Nocenti is clearly giving this book her all, and her enthusiasm for the character (and book) is evident, but it’s just not gelling. Selina spends most of this issue being possessed — or at least manipulated — by the diamond she’s stealing, but when she’s finally fully herself again her narration is clunky and still doesn’t feel like a Selina I can recognize. In fact, her sauciness while under the influence of the diamond actually felt a bit more accurate and I hoped that the right parts of that would be there when she escaped The Black Room. Alas, it was not to be.
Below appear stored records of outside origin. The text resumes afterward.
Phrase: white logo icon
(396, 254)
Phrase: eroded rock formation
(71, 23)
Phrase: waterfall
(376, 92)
The plot is pretty rough on the whole, feeling ill considered and not making a lot of sense. We spend most of the issue with a slew of soldiers not wanting to blow open the doors to The Black Room, and Darwin agreeing with that, only to have Catwoman eventually bust through the door with a haunted tank in a move that defies all logic (and perhaps all physics). Similarly, there’s a ton of narration (and dialogue) from Darwin in this issue setting up the monsters Selina is fighting in The Black Room. Who they are, what their powers are, how to not make things worse. But Selina ignores all that and then handily defeats them in ways that make no sense based on what we’ve been told. So the plotting ends up feeling sloppy and far too convenient. Additionally an embarrassing spelling error on the cover and a narration panel early on that has the word “scribbled” twice in the same sentence only adds to things feeling sloppy.
Sandoval’s art is full of conflicts. On the one hand his Selina gets better and better with each issue, and the entire book is gorgeously detailed and pretty cool looking. Sandoval isn’t afraid to get extreme and be creative and The Black Room is a good place for him to do that, but he goes too far in a lot of cases and things just get extremely confusing and nonsensical. In general the storytelling is really suffering as a result of the extremes and the chaos and the writing isn’t strong enough to clear it up. Though the details are beautiful they are also frequently overwhelming. While sometimes more is more, there are also times when less would be more but Sandoval doesn’t seem to know the difference.
Between the lack of clarity in the storytelling and the plot not making a lot of sense in the first place, this book just doesn’t deliver. It’s enthusiastic and full of energy and I want to give it credit for that, but ultimately it’s disappointing. Four issues into this new creative team run I’m afraid I’m going to have to move on from this book. Someday, Selina, we will meet again!